April01

スペンサー ダイアナの決意のApril01のレビュー・感想・評価

4.3
序盤にクリステン・スチュワート演じるダイアナが車から降りて歩く後ろ姿を見た時から、背筋がゾワーっとして、この姿はずっと昔、確かに見たことある!と思える再現性を感じる。立ち居振る舞い、相当研究したと思う。
次の場面で正面からとらえた顔は、もちろんクリステンなんだけれど、顔の傾げ方や、話し方など、ダイアナの特徴をよくミミックしていると感じる。

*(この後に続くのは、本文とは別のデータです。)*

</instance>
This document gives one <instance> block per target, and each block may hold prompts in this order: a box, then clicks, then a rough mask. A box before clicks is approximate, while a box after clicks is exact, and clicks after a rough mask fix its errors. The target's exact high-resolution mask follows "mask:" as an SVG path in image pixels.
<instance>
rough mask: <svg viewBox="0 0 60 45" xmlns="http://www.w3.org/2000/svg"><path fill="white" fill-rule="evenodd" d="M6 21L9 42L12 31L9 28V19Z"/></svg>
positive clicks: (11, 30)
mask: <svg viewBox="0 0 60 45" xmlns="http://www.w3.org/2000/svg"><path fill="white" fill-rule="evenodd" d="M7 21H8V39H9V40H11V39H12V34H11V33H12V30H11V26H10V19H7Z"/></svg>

エリザベス女王の逝去を契機としてか、王室のストーリーについて色んな意見が出てきているけれど、それは英国民が自らの問題として対応すれば良い話だと思う。

少なくとも、ドラマ「クラウン」はフィクションであろうがなかろうが、当時リアルに事実として報道されていたことの再確認も含めて、興味深く視聴したし、ダイアナを演じたエマ・コリンの演技も素晴らしかった。
本作についても、冒頭に寓話であると先手を打っているのであるから、どう受け止めるかは観る者の自由ということで良いと思う。

常に生き残った者が強く、歴史や記憶を書き換えることができるという側面は否定できず、ダイアナについても記憶書き換えムーブメントは権力構造を考えれば起きて当たり前。
もちろんダイアナが完璧でなかったことは百も承知。でも完璧な人間なんていないし、亡くなったからストーリーを書き換えて良いものでもない。

そういう事も踏まえて、ミステリー仕立てに作り上げた本作で描かれる、罠にかかったような束縛による辛さには普遍性があるし、同時に解放された自由を満喫する幸せとの対比が上手い。とはいえその束の間の終わりある瞬間的で刹那的な時間の明るさの中に不穏が漂うラストに、深い余韻が残る。

「クラウン」のエマ・コリン、本作のクリステン・スチュワートというノンバイナリー、バイセクシュアルをカムアウトしている中性的な女優がダイアナを演じるとハマるという理由が、本作のサリー・ホーキンス演じる侍女の視線を描くことにより、説明づいていることも結果として面白い。

ジョニー・グリーンウッドの音楽も良い。でも一番良かったのは、マイク & ザ・メカニックスのAll I Need Is a Miracleの使い方。
この曲大好き!とはしゃぐ子供達と共にドライブする場面とそれに続く束の間の幸せは本当に切ない。
この通りのことが起きたかどうかではなく、本当にあったであろう、そういう「瞬間の気持ち」を切り取った映像として胸に迫る。